LCO enhances root growth of maize seedlings

It was previously reported that LCO treatment of legumes, such as Medicago truncatula, can affect root growth and branching (Maillet et al., 2011; Olah et al., 2005; Sun et al., 2015). Very recently, LCO-induced root growth promotion was observed in the C3, non-legume plant, rice, which was significantly attenuated in a dmi3 mutant (Sun et al., 2015). These data suggest that LCO action on rice requires at least some of the genes found in the common symbiotic signalling pathway originally defined by legume studies.
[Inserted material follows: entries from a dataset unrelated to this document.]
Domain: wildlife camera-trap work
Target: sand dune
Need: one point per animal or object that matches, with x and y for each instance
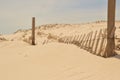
(51, 60)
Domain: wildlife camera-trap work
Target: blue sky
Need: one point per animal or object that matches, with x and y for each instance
(17, 14)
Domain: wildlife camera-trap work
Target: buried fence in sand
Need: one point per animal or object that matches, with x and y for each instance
(95, 41)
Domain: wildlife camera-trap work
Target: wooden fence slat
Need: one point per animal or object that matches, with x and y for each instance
(98, 39)
(93, 42)
(82, 41)
(87, 39)
(102, 42)
(89, 46)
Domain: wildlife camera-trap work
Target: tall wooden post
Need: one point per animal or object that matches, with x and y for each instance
(110, 49)
(33, 31)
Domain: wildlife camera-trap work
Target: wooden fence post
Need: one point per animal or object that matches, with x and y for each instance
(33, 31)
(110, 26)
(102, 42)
(97, 42)
(93, 43)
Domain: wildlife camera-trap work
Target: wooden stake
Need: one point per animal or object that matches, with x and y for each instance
(93, 43)
(102, 42)
(110, 49)
(33, 31)
(98, 39)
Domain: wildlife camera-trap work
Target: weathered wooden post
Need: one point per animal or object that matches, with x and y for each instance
(110, 49)
(33, 31)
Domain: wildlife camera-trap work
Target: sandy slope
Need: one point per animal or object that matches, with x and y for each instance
(54, 61)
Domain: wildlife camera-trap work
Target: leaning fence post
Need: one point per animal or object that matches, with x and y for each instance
(102, 42)
(97, 42)
(93, 43)
(33, 31)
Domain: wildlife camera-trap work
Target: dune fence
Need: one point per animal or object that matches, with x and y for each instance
(95, 41)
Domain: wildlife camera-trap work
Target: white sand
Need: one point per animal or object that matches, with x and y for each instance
(54, 61)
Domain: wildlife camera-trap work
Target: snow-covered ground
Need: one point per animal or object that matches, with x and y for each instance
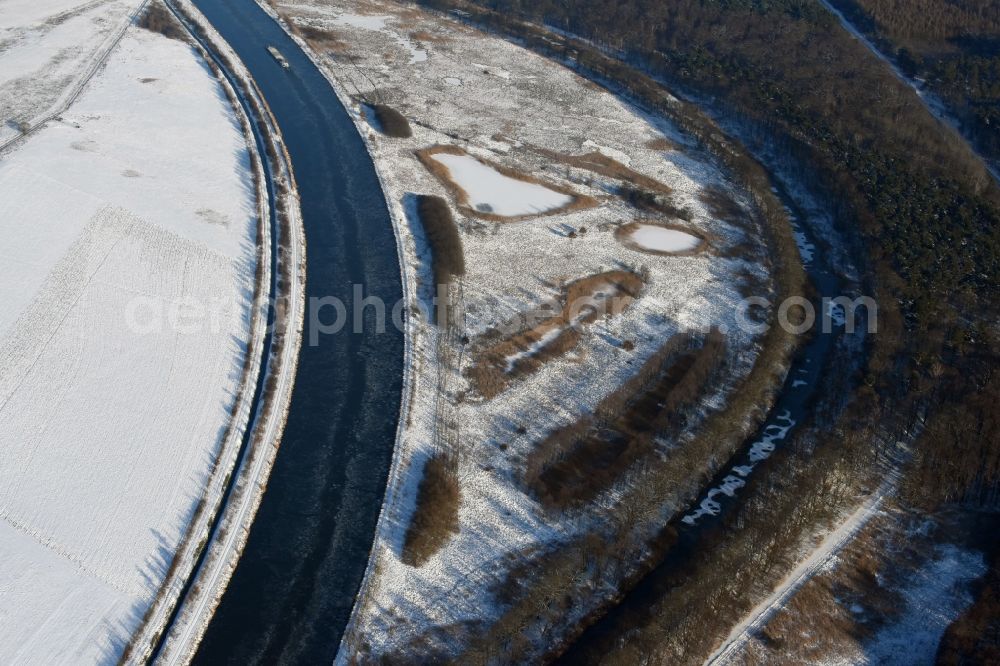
(126, 275)
(48, 49)
(506, 106)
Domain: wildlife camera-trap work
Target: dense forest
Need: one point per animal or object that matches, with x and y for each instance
(918, 207)
(953, 45)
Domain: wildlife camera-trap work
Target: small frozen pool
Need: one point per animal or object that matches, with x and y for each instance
(489, 191)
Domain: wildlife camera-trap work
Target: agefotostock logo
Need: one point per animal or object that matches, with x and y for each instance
(365, 313)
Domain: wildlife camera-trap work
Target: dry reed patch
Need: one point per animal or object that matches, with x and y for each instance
(662, 144)
(623, 235)
(435, 517)
(442, 173)
(158, 18)
(390, 122)
(722, 206)
(429, 37)
(497, 363)
(318, 38)
(577, 462)
(608, 167)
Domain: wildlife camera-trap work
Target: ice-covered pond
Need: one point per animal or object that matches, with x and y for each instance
(490, 191)
(656, 238)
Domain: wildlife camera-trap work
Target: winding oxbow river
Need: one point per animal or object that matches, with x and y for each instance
(292, 592)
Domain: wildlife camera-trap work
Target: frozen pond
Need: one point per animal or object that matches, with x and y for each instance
(654, 238)
(490, 191)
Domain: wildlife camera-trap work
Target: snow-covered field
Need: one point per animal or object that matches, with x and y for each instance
(126, 274)
(47, 50)
(506, 106)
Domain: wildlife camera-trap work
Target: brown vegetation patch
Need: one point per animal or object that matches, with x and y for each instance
(608, 167)
(447, 253)
(499, 362)
(443, 174)
(721, 205)
(623, 235)
(158, 18)
(435, 518)
(443, 237)
(577, 462)
(662, 143)
(429, 37)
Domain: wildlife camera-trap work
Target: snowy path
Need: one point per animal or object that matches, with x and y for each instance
(935, 106)
(70, 95)
(834, 542)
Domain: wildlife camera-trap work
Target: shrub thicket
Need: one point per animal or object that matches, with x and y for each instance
(158, 18)
(435, 518)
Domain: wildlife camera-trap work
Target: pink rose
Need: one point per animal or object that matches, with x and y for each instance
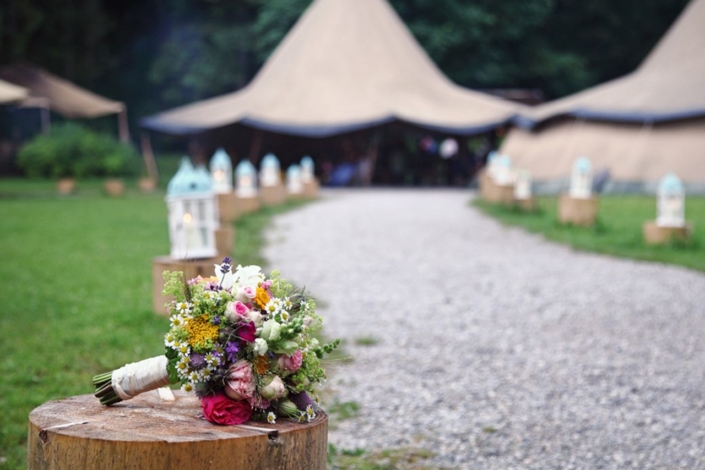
(291, 363)
(219, 409)
(241, 381)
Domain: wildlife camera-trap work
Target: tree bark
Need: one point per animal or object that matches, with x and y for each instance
(148, 433)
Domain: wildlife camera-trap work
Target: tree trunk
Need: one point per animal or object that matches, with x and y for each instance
(148, 433)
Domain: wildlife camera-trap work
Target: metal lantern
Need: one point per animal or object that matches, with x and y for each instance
(503, 172)
(192, 213)
(492, 161)
(581, 179)
(221, 172)
(245, 179)
(671, 202)
(270, 171)
(294, 184)
(522, 185)
(307, 172)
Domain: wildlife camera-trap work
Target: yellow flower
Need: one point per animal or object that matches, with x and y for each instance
(261, 297)
(200, 330)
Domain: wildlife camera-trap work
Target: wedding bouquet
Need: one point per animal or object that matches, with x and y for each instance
(242, 342)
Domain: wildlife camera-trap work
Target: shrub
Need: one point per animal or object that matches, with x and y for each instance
(72, 150)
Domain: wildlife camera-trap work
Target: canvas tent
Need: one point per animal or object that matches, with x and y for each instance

In order to assess whether LCO could also induce root growth on C4 grass species, 3-day-old maize seedlings growing hydroponically in plastic growth pouches were used. The levels of LCO used (~10nM) are within the range normally associated with LCO effects during the rhizobial symbiosis (Minami et al., 1996; Walker et al., 2000). Seven days after LCO treatment, the length of the lateral roots of seedlings treated with LCO were significantly longer than that the mock treatment controls (P < 0.01; Fig. 1). In contrast, there was no difference in the number of lateral roots. The results suggest that LCO promotes the elongation of lateral roots, but not the formation of new lateral root primordia, including effects on root branching. Radicle growth was also enhanced by LCO treatment although this was not statistically significant (Supplementary Fig. S1). Otherwise, fresh weight, mesocotyl length, and lengths and numbers of nodal roots and seminal roots were measured. However, there were no remarkable effects of LCO treatment on these parameters (Supplementary Fig. S1).

Fig. 1.

Fig. 1.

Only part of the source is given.